Time:10:00 - 11:30 AM,10 April, 2024
Speaker: Feng Jiang is an Associate Professor at the University of Leicester (UK), and has held positions at the University of Greenwich (UK) and the Central University of Finance and Economics (China). Professor Feng Jiang's research focuses on cultural and social cognition, and he has received research grants from the Royal Society, the National Natural Science Foundation of China, etc. His research results have been published in top international journals such as Psychological Science, Journal of Cross-Cultural Psychology, Journal of Psychological Science, Journal of Cross-Cultural Psychology, Journal of Occupational and Organizational Psychology, Human Resource Management Journal and other top international journals. Professor Jiang is currently on the editorial boards of several journals, including Journal of Business Research.
Abstract:
This study explores whether shoppers always prefer over-packaging from a consumer/product interaction perspective, emphasising the role of assessability.
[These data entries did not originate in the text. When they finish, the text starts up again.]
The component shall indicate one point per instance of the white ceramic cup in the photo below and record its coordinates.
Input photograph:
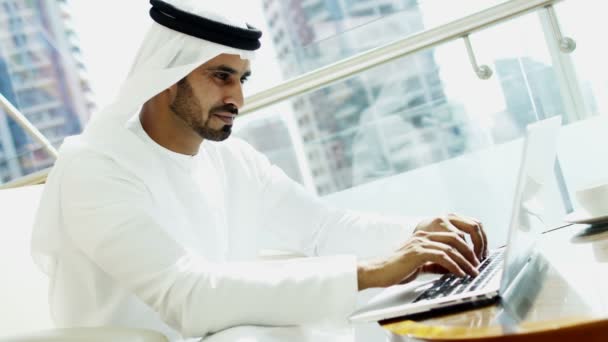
(594, 199)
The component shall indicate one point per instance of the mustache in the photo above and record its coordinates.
(225, 108)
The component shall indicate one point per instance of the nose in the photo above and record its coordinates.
(234, 96)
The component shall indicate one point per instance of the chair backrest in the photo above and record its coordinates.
(90, 335)
(23, 287)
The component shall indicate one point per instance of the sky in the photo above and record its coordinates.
(108, 50)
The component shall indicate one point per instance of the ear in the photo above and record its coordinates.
(171, 93)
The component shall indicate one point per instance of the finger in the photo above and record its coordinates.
(454, 240)
(437, 256)
(454, 255)
(433, 268)
(483, 234)
(474, 231)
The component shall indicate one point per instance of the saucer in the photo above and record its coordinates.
(582, 216)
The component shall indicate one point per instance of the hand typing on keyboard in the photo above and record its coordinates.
(437, 245)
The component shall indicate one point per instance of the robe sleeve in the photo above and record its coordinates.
(297, 221)
(109, 215)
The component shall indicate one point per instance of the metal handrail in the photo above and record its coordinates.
(27, 126)
(403, 47)
(349, 66)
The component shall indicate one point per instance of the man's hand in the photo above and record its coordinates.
(438, 245)
(462, 226)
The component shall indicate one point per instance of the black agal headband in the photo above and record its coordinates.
(187, 23)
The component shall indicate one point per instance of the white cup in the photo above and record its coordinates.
(594, 199)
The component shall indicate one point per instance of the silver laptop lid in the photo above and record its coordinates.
(527, 224)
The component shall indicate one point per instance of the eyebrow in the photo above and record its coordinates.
(230, 70)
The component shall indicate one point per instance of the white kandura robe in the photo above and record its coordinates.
(140, 236)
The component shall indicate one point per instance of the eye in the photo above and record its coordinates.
(224, 76)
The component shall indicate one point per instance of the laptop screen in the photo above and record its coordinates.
(527, 221)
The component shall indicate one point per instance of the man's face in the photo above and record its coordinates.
(209, 98)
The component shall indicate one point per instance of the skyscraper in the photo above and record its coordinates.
(389, 119)
(42, 74)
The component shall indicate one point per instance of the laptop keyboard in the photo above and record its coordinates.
(450, 284)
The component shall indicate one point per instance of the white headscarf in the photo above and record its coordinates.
(165, 57)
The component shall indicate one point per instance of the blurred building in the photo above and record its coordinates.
(271, 135)
(42, 74)
(387, 120)
(519, 78)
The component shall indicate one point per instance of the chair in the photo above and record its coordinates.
(24, 313)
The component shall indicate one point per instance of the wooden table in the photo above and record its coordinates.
(566, 300)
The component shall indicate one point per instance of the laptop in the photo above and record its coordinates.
(500, 271)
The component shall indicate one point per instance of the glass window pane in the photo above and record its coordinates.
(427, 121)
(41, 75)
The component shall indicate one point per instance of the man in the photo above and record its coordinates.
(152, 218)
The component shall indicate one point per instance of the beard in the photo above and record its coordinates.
(188, 108)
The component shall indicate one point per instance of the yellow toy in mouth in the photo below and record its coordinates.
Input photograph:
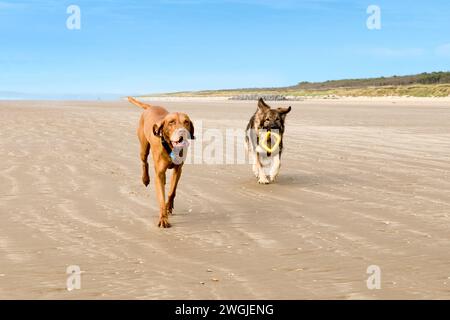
(265, 137)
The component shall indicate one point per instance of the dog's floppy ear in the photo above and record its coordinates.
(284, 111)
(191, 130)
(157, 128)
(262, 106)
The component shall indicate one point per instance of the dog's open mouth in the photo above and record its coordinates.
(181, 143)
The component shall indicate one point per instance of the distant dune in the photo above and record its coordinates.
(435, 84)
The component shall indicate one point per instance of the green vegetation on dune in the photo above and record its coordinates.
(436, 84)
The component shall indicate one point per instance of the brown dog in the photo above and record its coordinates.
(166, 135)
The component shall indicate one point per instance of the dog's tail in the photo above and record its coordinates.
(138, 103)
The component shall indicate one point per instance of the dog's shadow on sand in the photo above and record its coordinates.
(308, 179)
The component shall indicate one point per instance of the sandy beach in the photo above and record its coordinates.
(363, 182)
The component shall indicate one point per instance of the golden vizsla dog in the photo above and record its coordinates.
(167, 136)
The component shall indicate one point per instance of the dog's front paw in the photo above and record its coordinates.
(169, 206)
(263, 180)
(255, 170)
(146, 180)
(164, 223)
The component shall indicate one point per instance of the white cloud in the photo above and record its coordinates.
(395, 52)
(443, 50)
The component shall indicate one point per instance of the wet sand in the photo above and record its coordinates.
(363, 182)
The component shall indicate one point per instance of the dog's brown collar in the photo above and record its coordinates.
(166, 146)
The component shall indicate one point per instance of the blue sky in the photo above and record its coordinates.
(136, 47)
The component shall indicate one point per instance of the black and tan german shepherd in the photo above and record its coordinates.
(264, 139)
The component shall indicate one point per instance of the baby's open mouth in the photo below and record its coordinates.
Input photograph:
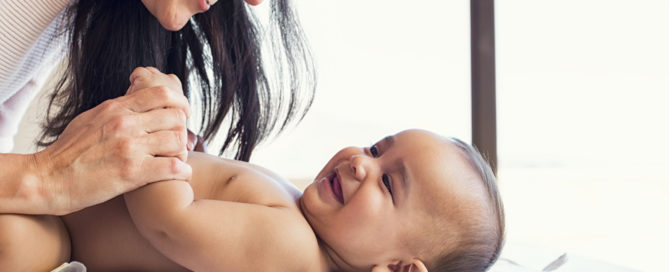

Using multiple operational definitions of assessability and packaging, as well as three research designs (situational experiments, behavioural experiments, and crawled secondary data) across six studies and covering participants from both East and West, a stable effect is revealed: when consumers can easily assess a product, they prefer non-excessively packaged products; and when a product is difficult to assess, overpackaging is critical to consumer preference may be critical. This is because packaging and assessability together influence consumers' inferences about the value of a product. The current study expands the literature on overpackaging and provides new perspectives on how it affects consumer preferences.